Proponents claim hospitalists can shorten hospital stays and limit the cost of treatment.  But as their role in hospital hierarchy has grown, so too have the concerns over their effect on patient care.

Hospitalists are less familiar with patients’ medical history, emotional state and other pertinent personal challenges than primary care physicians.  This lack of insight can prove detrimental.

The workloads on hospitalists may be dangerous.  Their professional role requires them to see a great number of patients, which can harmfully reduce the amount of time they can spend with those in need of care.

Concerns for Hospital Patient Safety

A 2013 survey of hospitalists revealed their patient safety concerns with their heavy workloads, which included:

·         Delayed hospital admissions

·         Lack of time to fully discuss treatment options with patients and their families

·         Worsened overall quality of care

The dependence on hospitalists can lead to communication errors between physicians that cause serious medical errors.  A lack of communication between the hospitalist and a patient’s primary care physician can result in medication mistakes, for example.  Without input from the primary care physician, a hospitalist may administer a drug that is actually harmful to a patient.

This lack of communication between hospitalist and primary care physician can also lead to harm following a patient’s discharge from the hospital.  Needed follow-up visits may not be scheduled, or in-home care instructions may not be feasible, depending on a patient’s circumstance.

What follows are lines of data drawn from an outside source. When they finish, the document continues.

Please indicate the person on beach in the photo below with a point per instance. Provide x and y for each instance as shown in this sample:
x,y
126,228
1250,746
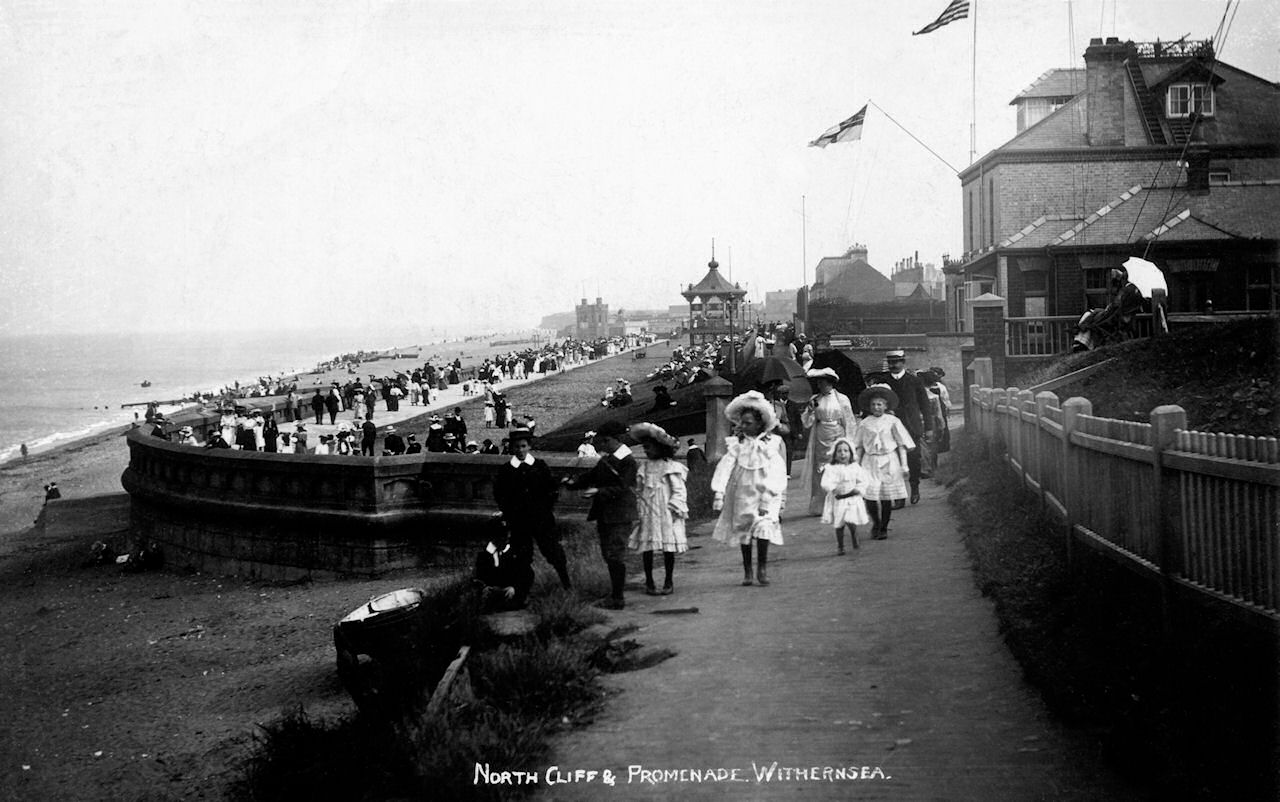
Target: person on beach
x,y
369,438
828,416
611,485
393,444
881,445
503,573
749,482
845,482
318,407
270,434
526,494
663,504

Hospitalists are typically well-trained. However, the structured system of care in today’s hospitals, which relies so heavily on one doctor, can often lead to negligent behavior and avoidable medical mistakes.

If you or a family member was a victim of a catastrophic medical error while in a hospital, an experienced medical malpractice attorney can investigate to determine who is responsible and hold them accountable.

The choice of a lawyer is an important decision that should not be based solely on advertising.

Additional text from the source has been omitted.